Bias in AI is an increasingly important problem as AI is used more widely in healthcare. In the paper, we try to find the source of the bias we observed in CMR segmentation so we can try to mitigate it.
Tiarna Lee, PhD Student at the School of Biomedical Engineering & Imaging Sciences
10 March 2025
New study investigates racial bias in AI used for heart imaging
Researchers from the School have completed a study examining the source of racial bias in artificial intelligence (AI) models used for analysing heart scans.

AI models are increasingly being used for automated segmentation in medical imaging, including for cardiac magnetic resonance (CMR) scans, which are widely used to diagnose and monitor heart disease. Segmentation is the process of partitioning a scan into distinct regions or segments to facilitate its analysis and subsequent diagnosis for the patient.
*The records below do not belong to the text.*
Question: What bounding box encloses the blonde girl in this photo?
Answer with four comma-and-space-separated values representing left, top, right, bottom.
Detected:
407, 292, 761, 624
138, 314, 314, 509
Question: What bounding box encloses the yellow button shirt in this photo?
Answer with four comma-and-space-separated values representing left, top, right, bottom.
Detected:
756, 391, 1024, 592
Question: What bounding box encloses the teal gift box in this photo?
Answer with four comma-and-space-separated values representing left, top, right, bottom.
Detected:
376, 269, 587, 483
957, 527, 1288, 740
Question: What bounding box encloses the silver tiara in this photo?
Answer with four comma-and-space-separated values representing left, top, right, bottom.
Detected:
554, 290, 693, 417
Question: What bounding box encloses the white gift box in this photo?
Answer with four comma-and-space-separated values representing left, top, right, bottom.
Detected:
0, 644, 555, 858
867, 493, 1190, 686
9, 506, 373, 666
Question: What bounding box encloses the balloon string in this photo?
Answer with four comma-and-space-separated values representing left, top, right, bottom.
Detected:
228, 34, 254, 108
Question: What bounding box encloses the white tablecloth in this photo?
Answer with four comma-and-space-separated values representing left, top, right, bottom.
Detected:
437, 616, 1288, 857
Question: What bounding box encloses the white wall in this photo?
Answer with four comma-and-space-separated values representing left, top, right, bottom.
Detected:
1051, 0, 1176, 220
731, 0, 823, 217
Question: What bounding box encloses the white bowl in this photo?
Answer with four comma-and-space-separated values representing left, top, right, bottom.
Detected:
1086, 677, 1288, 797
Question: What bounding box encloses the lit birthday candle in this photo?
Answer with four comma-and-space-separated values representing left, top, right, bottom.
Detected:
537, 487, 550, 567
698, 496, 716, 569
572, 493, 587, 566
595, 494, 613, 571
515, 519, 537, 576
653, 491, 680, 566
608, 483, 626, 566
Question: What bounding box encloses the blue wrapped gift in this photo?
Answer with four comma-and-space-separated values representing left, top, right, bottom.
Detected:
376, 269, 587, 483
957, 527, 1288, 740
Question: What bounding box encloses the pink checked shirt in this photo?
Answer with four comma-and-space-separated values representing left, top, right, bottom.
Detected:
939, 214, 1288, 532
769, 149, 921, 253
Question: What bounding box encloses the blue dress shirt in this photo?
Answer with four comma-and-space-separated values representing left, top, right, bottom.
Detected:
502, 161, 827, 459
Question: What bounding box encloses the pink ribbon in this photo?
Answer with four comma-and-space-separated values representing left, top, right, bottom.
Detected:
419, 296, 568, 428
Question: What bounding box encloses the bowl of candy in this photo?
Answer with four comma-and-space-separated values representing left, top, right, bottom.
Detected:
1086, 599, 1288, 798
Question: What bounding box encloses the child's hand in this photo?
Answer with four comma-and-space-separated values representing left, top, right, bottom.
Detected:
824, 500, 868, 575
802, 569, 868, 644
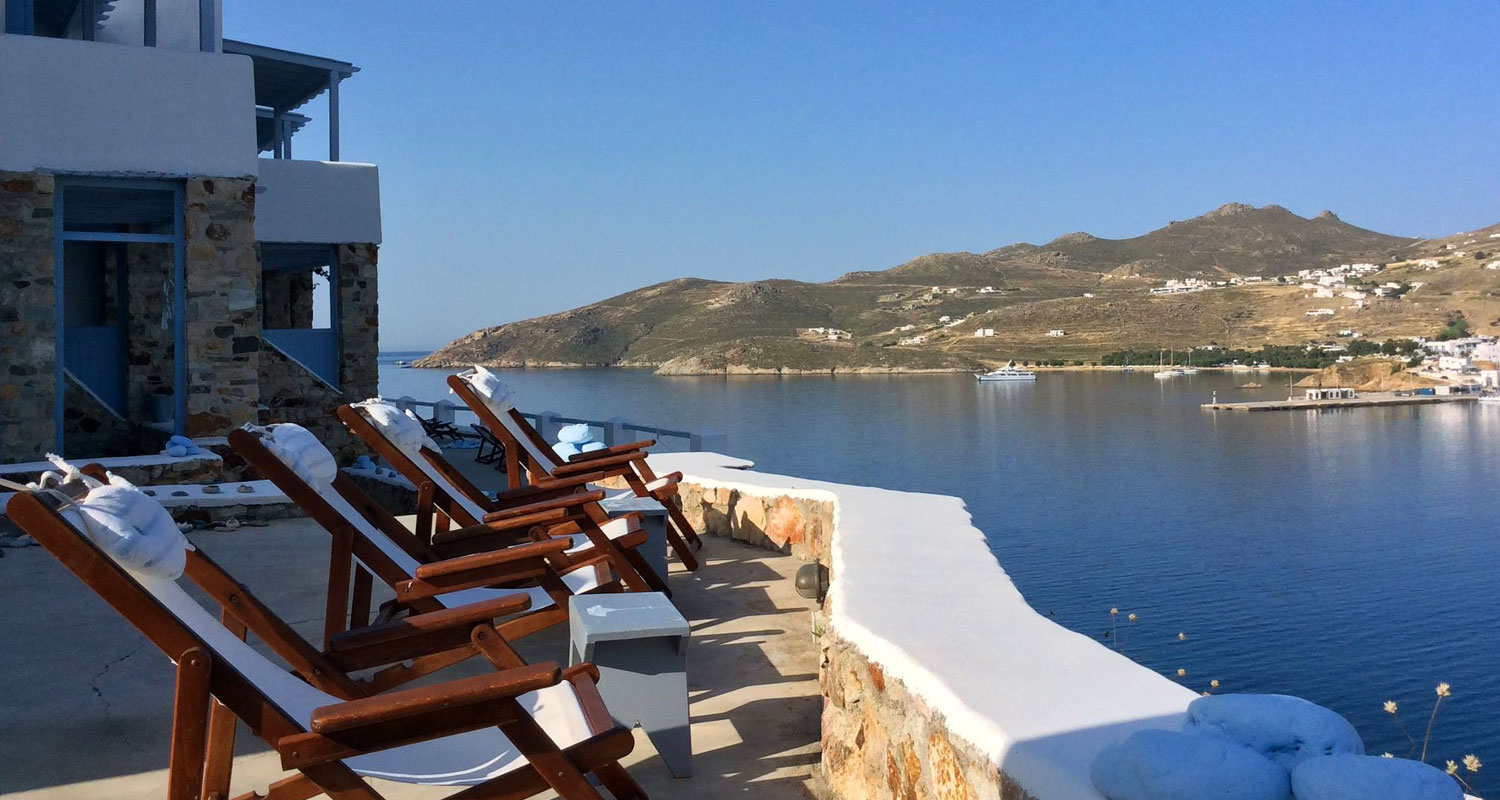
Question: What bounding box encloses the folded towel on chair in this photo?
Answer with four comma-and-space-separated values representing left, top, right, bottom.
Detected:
245, 422, 339, 489
354, 398, 443, 455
However, these AI models have been shown to exhibit bias in performance by demographic group, i.e. displaying different levels of performance for different races depending on the (im)balance of data used to train the AI model.
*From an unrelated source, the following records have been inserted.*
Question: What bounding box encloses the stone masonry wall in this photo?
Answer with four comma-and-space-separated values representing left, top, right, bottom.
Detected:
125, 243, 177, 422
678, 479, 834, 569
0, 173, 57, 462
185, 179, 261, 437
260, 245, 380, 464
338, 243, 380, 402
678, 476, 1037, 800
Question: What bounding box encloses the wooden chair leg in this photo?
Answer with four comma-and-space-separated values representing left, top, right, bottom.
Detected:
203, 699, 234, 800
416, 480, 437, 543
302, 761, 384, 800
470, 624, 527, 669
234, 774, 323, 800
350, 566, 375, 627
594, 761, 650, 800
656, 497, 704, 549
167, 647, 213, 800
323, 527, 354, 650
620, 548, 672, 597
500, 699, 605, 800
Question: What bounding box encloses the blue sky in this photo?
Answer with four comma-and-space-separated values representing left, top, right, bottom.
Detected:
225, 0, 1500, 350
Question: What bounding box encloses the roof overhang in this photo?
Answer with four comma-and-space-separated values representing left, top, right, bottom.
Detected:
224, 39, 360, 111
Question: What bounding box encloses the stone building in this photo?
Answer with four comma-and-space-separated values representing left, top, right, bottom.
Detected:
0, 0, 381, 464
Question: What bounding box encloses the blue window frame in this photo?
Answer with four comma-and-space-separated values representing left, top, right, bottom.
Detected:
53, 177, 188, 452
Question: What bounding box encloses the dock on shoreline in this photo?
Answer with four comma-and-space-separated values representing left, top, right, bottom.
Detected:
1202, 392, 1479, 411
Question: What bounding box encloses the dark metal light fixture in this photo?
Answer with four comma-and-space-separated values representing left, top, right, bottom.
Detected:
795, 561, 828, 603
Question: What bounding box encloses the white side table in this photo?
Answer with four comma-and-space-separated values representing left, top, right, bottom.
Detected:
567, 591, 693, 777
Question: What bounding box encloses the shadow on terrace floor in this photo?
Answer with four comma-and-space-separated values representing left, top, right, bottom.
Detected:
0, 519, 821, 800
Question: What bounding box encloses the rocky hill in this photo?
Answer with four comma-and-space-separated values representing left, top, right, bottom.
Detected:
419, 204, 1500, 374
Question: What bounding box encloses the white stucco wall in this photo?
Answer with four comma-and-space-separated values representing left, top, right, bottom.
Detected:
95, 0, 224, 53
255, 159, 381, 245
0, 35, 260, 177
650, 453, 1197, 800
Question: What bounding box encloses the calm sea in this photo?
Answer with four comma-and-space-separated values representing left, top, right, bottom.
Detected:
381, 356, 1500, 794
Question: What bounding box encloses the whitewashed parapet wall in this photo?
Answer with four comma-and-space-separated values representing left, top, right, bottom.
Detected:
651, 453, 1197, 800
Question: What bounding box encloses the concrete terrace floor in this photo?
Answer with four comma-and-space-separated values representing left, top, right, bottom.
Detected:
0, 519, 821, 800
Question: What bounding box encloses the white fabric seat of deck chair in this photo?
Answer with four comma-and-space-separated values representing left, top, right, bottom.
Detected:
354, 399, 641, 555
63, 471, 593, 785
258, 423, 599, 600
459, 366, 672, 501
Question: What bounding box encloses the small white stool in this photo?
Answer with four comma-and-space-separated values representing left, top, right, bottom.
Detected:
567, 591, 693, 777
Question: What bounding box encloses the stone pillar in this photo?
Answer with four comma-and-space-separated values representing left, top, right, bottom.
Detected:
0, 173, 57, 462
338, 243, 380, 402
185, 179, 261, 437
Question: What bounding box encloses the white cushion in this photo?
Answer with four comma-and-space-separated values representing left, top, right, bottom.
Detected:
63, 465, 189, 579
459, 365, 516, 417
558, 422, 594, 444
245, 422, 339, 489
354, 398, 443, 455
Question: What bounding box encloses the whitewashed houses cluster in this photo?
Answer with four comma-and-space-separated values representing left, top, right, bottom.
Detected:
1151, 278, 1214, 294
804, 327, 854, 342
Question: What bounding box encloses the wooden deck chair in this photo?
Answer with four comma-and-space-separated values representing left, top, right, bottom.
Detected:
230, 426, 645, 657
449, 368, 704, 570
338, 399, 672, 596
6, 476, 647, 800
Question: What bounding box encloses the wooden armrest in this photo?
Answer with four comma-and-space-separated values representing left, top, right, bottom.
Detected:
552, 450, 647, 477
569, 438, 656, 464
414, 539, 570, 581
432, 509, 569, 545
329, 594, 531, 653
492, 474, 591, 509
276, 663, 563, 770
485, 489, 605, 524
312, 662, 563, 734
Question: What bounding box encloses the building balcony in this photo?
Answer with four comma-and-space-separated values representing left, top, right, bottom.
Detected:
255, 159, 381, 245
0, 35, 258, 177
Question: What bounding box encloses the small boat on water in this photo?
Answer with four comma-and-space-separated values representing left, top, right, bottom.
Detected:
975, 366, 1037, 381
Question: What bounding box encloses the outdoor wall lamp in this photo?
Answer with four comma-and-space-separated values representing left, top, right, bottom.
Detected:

PhD Student Tiarna Lee's study, which has been published in the European Heart Journal - Digital Health, aimed to investigate the root cause of the bias. Researchers trained AI models to classify whether CMR scans belonged to Black or White patients and found that the AI was surprisingly accurate at distinguishing race, with the best-performing model achieving an accuracy of 95.9%. Further analysis showed that the models were not focusing on the heart itself, but instead on non-heart regions—particularly subcutaneous fat and imaging artifacts created by the MRI scanner.
To investigate further, the team cropped the images to focus only on the heart. This dramatically reduced the AI’s ability to classify race to 55.4%, confirming that much of the bias came from areas outside the heart.
The findings highlight the need for better strategies to ensure fairness in AI-driven medical imaging. The researchers suggest that cropping images around the heart before training AI models could help reduce bias, though further improvements - such as using more diverse training datasets - are also needed.